THE number of retail e-commerce transactions taking place through smartphones in Nigeria spiked by 73 per cent within the first quarter of 2016. This is according to e-commerce Q1 report data by performance marketing firm, Criteo which was presented by the Managing Director, Emerging Markets, Dirk Henke while making a presentation at the Mobile West Africa conference held in Lagos recently.
This is a reflection of global mobile commerce trend which has risen by 39 per cent since the last quarter of 2015. The report which shows smartphones becoming the dominant m-commerce device indicates smartphones taking a huge chunk, about 18 per cent in Africa, of e-commerce transactions compared to about 10 per cent share of other mobile devices. The report also highlights mobile versus desktop sales trends in the country with desktop sales dominating e-commerce transactions within weekdays and Saturdays while Sundays share equal transactions rates between mobile and desktops.
This is in contrast to South Africa’s mobile commerce trends where mobile dominates all weekend transactions.
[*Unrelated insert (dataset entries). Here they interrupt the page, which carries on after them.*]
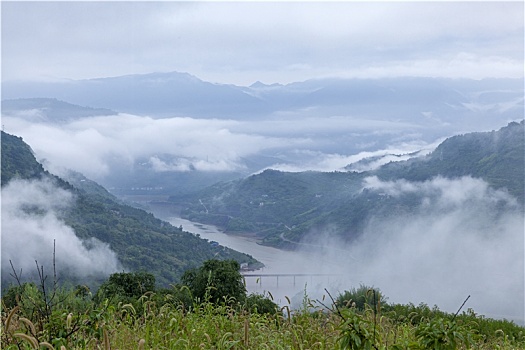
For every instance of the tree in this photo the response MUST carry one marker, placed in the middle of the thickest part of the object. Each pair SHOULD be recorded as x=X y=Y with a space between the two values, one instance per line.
x=126 y=286
x=218 y=281
x=359 y=297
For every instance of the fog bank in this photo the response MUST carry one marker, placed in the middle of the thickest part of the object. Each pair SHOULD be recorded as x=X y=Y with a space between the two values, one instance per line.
x=30 y=224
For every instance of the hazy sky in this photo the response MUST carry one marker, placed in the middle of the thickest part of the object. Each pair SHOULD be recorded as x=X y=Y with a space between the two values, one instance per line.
x=242 y=42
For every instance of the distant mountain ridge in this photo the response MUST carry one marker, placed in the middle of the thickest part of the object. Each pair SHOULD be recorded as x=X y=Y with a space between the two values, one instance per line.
x=49 y=110
x=281 y=208
x=141 y=241
x=181 y=94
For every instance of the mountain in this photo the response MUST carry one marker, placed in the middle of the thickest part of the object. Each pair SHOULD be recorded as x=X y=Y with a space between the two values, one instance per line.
x=155 y=94
x=281 y=208
x=140 y=240
x=424 y=101
x=49 y=110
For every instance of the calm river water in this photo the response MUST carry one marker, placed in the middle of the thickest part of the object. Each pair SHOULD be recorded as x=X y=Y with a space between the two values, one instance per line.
x=298 y=271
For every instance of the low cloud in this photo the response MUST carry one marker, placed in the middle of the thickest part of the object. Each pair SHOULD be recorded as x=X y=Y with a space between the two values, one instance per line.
x=464 y=238
x=30 y=225
x=98 y=146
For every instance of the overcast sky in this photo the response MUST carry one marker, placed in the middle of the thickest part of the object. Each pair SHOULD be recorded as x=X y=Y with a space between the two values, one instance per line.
x=242 y=42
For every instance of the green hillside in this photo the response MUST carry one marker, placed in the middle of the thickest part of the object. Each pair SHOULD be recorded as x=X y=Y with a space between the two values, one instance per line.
x=281 y=208
x=141 y=241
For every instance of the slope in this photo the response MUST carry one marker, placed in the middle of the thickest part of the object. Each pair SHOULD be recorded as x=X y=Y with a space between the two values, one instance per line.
x=282 y=209
x=141 y=241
The report also noted that on weekdays, desktop usages specifically spikes during office hours with clicks averaging 1200 per cent and clicks through mobile barely rising above 100 per cent. However, on weekends, desktops and mobile usage are similar with clicks averaging 250 per cent across the devices. Another important highlight of the survey is the inability of payday weeks to influence e-commerce sales.
Except for significant sales rise during the Black Friday sales in Q4, 2015 which coincided with the paydays, transactions within the other paydays and within the first quarter of 2016 remained basically flat. However, Henke noted in his presentation that despite the impressive statistics and growth trends, everything is not perfect yet, because while 86 per cent of retailers claim they already have a mobile optimised website, only 13 per cent of consumers rate their shopping experience as ‘very good’ on smartphones.
The report, however, shows Nigeria’s mobile conversion rates steadily growing with Android smartphone averaging 1.8 per cent conversion rates, iPhone and iPad, 2.9 per cent and Android Tablet, at 1.5 per cent conversion rates. Henke noted retailers need to become more strategic in their approach to sales by personalising their marketing across different channels and adopting retargeting strategies to convert more visitors into real buyers.